MCX direct mode getting closer
Broadband group communications will never be solved unless direct mode communications or, direct to device (D2D) communications is in place.
For public safety, emergency response, utilities and transportation applications, there will always be instances when a network is not available, or the use of a network is undesirable. To address this, 5G-Sidelink, and the implementation of MCX direct mode based on interoperable Softil enabled technology are viable solutions.
Commercially available 5G-Sidelink capabilities in chipsets are expected to be available within the next two years, and for 5G-Sidelink enabled devices to follow suit.
AI and MCX
AI can be applied starting at the network level and integrated with OpenRAN to enable optimised access and traffic prioritisation for first responders.
AI can also play a larger role in dispatch and event operations. For example, in a given fire response situation, AI can analyse potential scenarios of the fire spread depending on weather, materials involved and structures. AI can make suggestions in emergency medical care scenarios until a doctor is reached. It can also assist in possible suspect pursuits, predicting possible moves.
All of these possible use cases are within a millionth of the percentage of the actual AI capabilities. As a result, lots of exciting use cases are expected to happen this year.
TAK and MCX
Situational awareness is a critical capability for first responders. TAK/ATAK/CivTAK technology stemming from DoD work might be the best situational awareness tool available for first responders.
TAK can assemble all situational awareness data in real time with or without a network and make it continuously available to first responders on any Android or iOS device. By adding communication capability to the wealth of TAK’s situational awareness data, first responders will have the same MCX broadband capabilities – MCPTT, MCVideo and MCData. Currently, TAK and MCX live apart in their own parallel worlds – but this should start changing in 2025 and first integrations should begin to appear.
FRMCS momentum to continue growing
FRMCS (Future Railway Mobile Communication System) is all about trains and is inevitable as aging GSM-R needs to be replaced. The FRMCS project has the full attention of the European Union as a whole, so the project can go only one way – forward.
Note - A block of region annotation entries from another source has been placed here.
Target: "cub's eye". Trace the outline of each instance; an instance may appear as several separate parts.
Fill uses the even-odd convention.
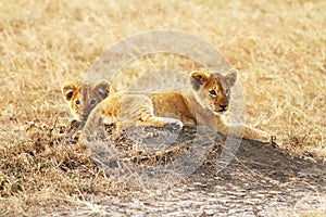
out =
[[[96,103],[97,103],[96,100],[90,100],[90,101],[89,101],[89,104],[90,104],[90,105],[95,105]]]
[[[76,101],[75,101],[75,104],[79,107],[79,106],[80,106],[80,101],[79,101],[79,100],[76,100]]]
[[[216,97],[216,91],[215,91],[215,90],[211,90],[211,91],[210,91],[210,94],[211,94],[212,97]]]

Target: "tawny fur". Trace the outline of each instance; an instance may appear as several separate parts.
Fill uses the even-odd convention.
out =
[[[99,125],[112,123],[121,128],[204,125],[229,136],[264,142],[271,140],[271,136],[262,130],[226,124],[222,118],[229,108],[230,90],[237,79],[236,69],[229,71],[226,76],[197,71],[190,74],[189,79],[191,88],[186,90],[110,94],[91,111],[84,133],[92,135]]]

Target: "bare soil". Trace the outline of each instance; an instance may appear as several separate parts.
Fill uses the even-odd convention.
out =
[[[142,131],[147,136],[153,135],[152,128],[145,128]],[[166,163],[166,157],[174,158],[191,149],[189,141],[195,139],[196,132],[195,128],[184,128],[174,144],[151,154],[125,148],[120,151],[126,152],[125,156],[129,156],[130,161],[139,165],[154,165],[153,159]],[[133,133],[139,135],[139,130],[128,131],[129,136]],[[129,138],[124,135],[115,140],[114,144],[133,146]],[[323,158],[309,154],[296,156],[278,149],[276,144],[242,140],[233,161],[224,169],[218,169],[222,163],[217,159],[225,139],[222,135],[214,138],[206,159],[186,178],[171,184],[165,183],[167,180],[159,180],[162,183],[161,189],[143,183],[142,188],[130,188],[127,194],[108,196],[103,202],[96,204],[92,214],[277,216],[287,212],[291,215],[302,215],[313,210],[323,216],[326,207],[323,199],[326,193],[326,165]],[[206,138],[202,142],[211,140]],[[134,153],[133,157],[130,153]],[[131,179],[128,182],[134,184]],[[84,215],[89,214],[89,210],[82,208],[61,214],[64,213]]]

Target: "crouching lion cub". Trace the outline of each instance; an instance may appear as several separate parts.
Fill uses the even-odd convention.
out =
[[[215,72],[196,71],[189,75],[191,87],[185,90],[109,94],[110,86],[105,81],[97,84],[92,89],[88,87],[95,93],[83,92],[83,88],[75,89],[72,93],[71,88],[67,88],[72,86],[70,82],[65,84],[62,90],[64,98],[71,104],[73,114],[80,114],[83,120],[89,114],[84,127],[84,133],[88,136],[101,124],[115,123],[121,128],[170,125],[181,128],[183,126],[204,125],[229,136],[242,136],[246,139],[271,142],[271,136],[262,130],[246,125],[226,124],[222,119],[223,114],[229,108],[230,91],[236,79],[236,69],[230,69],[225,76]],[[78,99],[77,95],[83,99]],[[95,101],[90,95],[95,95]],[[101,99],[104,100],[99,102]],[[80,106],[78,102],[85,103],[84,114],[78,112],[78,105]]]

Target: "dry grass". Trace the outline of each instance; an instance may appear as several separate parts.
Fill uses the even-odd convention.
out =
[[[273,131],[284,149],[326,156],[326,3],[224,2],[1,1],[0,215],[127,188],[83,149],[34,141],[25,123],[67,123],[60,86],[82,80],[117,40],[152,29],[184,30],[214,44],[240,71],[247,123]]]

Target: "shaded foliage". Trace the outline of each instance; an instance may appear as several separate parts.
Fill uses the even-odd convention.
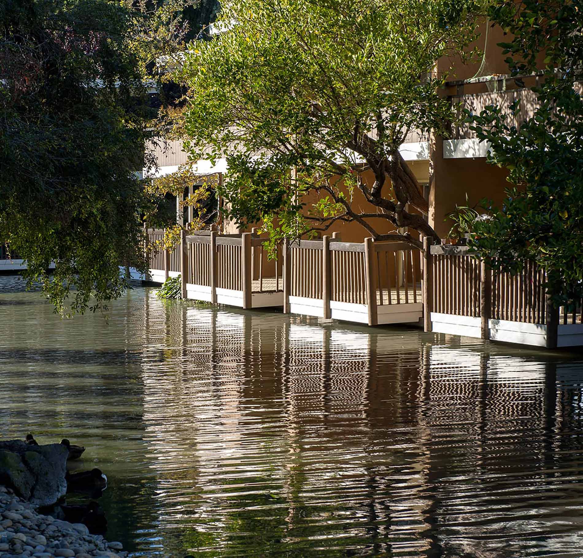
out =
[[[547,271],[556,304],[583,297],[583,4],[580,1],[498,2],[491,16],[511,40],[501,46],[512,75],[543,67],[532,88],[539,107],[510,125],[497,107],[469,115],[489,160],[508,170],[512,184],[500,207],[483,200],[491,218],[476,221],[471,245],[494,269],[516,273],[525,260]],[[512,111],[519,110],[515,103]]]

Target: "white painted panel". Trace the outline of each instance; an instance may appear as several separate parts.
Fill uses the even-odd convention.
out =
[[[490,144],[477,138],[465,140],[444,140],[443,142],[444,159],[468,159],[485,157],[488,154]]]
[[[233,289],[217,288],[217,302],[219,304],[226,304],[229,306],[235,306],[240,308],[243,307],[243,291],[234,291]]]
[[[431,322],[438,322],[441,323],[449,323],[456,326],[469,326],[471,327],[477,327],[480,330],[482,329],[481,318],[457,316],[455,314],[442,314],[437,312],[432,312],[430,317]],[[480,335],[478,335],[478,337],[480,337]]]
[[[194,285],[186,284],[186,298],[191,300],[204,301],[210,302],[211,300],[210,287],[206,285]]]
[[[447,323],[445,322],[431,322],[431,331],[434,333],[449,333],[466,337],[482,337],[482,327],[465,326],[461,324]]]
[[[164,271],[160,271],[158,270],[150,269],[148,275],[148,281],[151,281],[154,283],[163,283],[166,278]]]
[[[392,312],[390,314],[382,314],[377,316],[377,322],[379,325],[383,323],[417,323],[419,318],[423,316],[423,312]]]
[[[54,261],[51,262],[48,268],[55,268]],[[24,263],[24,260],[0,260],[0,271],[19,271],[22,269],[26,269],[26,264]]]
[[[510,320],[489,320],[488,326],[497,330],[518,332],[521,333],[531,333],[533,335],[546,335],[546,326],[537,323],[525,323],[522,322],[511,322]]]
[[[368,308],[366,304],[357,304],[356,302],[339,302],[330,301],[331,310],[342,310],[346,312],[364,312],[368,315]]]
[[[362,306],[363,305],[358,305]],[[364,306],[366,308],[366,306]],[[330,309],[331,317],[334,320],[343,320],[345,322],[354,322],[356,323],[368,323],[368,312],[354,312],[350,310],[343,310],[340,308]]]
[[[399,152],[406,161],[429,161],[429,142],[413,141],[401,144]]]
[[[379,316],[385,314],[403,313],[403,312],[422,312],[423,305],[421,302],[410,302],[409,304],[383,304],[377,306],[377,315]]]
[[[321,298],[290,297],[290,312],[293,314],[324,318],[324,302]]]
[[[559,335],[583,334],[583,323],[559,324],[557,333]]]
[[[0,271],[8,271],[26,269],[26,266],[22,260],[0,260]]]
[[[533,347],[546,346],[546,333],[528,333],[524,332],[512,331],[510,329],[490,328],[490,339],[492,341],[503,341],[507,343],[518,343],[521,345],[531,345]]]
[[[292,304],[290,303],[290,312],[292,314],[302,314],[304,316],[315,316],[316,318],[324,318],[323,308],[318,308],[315,306],[305,306],[303,304]]]
[[[251,294],[251,308],[261,308],[283,306],[283,293],[254,292]]]
[[[583,334],[574,333],[573,335],[563,334],[557,339],[557,347],[583,347]]]

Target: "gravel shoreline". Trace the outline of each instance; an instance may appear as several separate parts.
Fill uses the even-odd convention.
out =
[[[0,558],[126,558],[120,542],[90,535],[82,523],[38,513],[12,490],[0,485]]]

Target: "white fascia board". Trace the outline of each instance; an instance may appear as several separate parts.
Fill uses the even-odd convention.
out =
[[[429,161],[429,142],[415,141],[402,144],[399,152],[406,161]]]
[[[444,140],[444,159],[472,159],[484,158],[488,154],[490,144],[480,142],[477,138],[467,140]]]

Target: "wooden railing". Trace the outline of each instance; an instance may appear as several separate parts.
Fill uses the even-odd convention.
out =
[[[5,244],[0,244],[0,260],[20,260],[20,256],[13,250],[9,250]]]
[[[509,273],[493,274],[491,317],[523,323],[546,323],[546,301],[543,284],[545,272],[535,262],[512,277]]]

FRMCS is relying on MCX as its core layer, so all advances of FRMCS push MCX technology forward. Accounting for slight delays, FRMCS version 2.0 has completed enough for the testing project called MORANE-2 to start in 2025 and advance to version 3, becoming the first deployable edition.
MCX certification
Devices that are deployed in a public safety network have to be performing as advertised. GCF MCX device certification arrived in 2024 with the first certified solutions now available with first mission-critical operators joining GCF to take part in MCX certification work. More MCX certified solutions will appear in 2025 and beyond.